Ezogabine (also known as retigabine) acts by opening KCNQ channels. It has been shown to have antidepressant effects in mouse models of depression and enhance response to rewards. Depressed humans have diminished response to reward.

Because ezogabine is already FDA-approved, Tan and colleagues were able to perform a small clinical study involving 18 individuals suffering from major depressive disorder. None of the individuals was taking other psychotropic medications during the course of the study.

This was an open-label study, which means that there was no placebo control and all participants in the study were given ezogabine. Therefore, observed responses to treatment may have been a result of drug-related and/or non-drug-related mechanisms. However, in addition to examining antidepressant effects, Tan’s group also examined the effects of ezogabine on reward responses as well as connectivity of brain regions involved in reward processing.

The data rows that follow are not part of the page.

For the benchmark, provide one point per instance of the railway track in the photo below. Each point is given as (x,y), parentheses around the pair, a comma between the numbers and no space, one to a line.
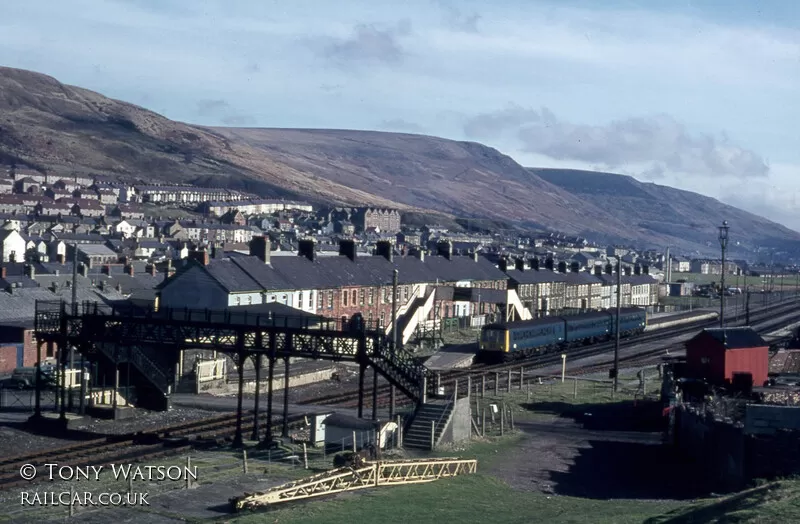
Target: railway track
(141,446)
(350,398)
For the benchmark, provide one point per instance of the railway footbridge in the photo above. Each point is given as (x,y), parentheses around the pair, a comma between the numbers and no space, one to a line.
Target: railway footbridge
(150,341)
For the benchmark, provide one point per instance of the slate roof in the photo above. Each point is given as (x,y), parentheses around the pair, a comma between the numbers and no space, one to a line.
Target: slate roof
(736,338)
(533,276)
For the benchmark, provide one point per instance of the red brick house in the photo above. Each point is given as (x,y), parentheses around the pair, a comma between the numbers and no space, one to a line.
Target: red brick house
(718,355)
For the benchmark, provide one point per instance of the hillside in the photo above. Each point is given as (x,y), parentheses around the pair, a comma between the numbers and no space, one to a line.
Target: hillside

After treatment with ezogabine for ten weeks, participants in the study experienced a significant reduction in depressive symptoms as measured by self-report and clinician-administered rating scales. The antidepressant effects were correlated with enhancement of the response to rewarding stimuli and with changes in brain connectivity in regions of the brain associated with reward processing as measured by functional magnetic resonance imaging (fMRI).

A larger, placebo-controlled study of ezogabine for depression is the logical next step and, in fact, is underway. Should this study be successful, it is likely that further work would seek to support approval of this drug for the treatment of depression. This would be a good example of repurposing a drug that has already been approved for a different indication. Use of ezogabine for treatment of depression would also be consistent with the use of other anticonvulsant treatments in psychiatry and support the hypothesis that altering the balance of excitation and inhibition in brain circuits may be a viable strategy for treating certain psychiatric illnesses.

It is likely that several new generation antidepressants will become available within the next few years with more likely to come over the next decade. Advances in basic neuroscience research are responsible for these discoveries. These may be only the beginning of discoveries of revolutionary new approaches to the treatment of depressive and anxiety disorders, the most disabling of medical illnesses.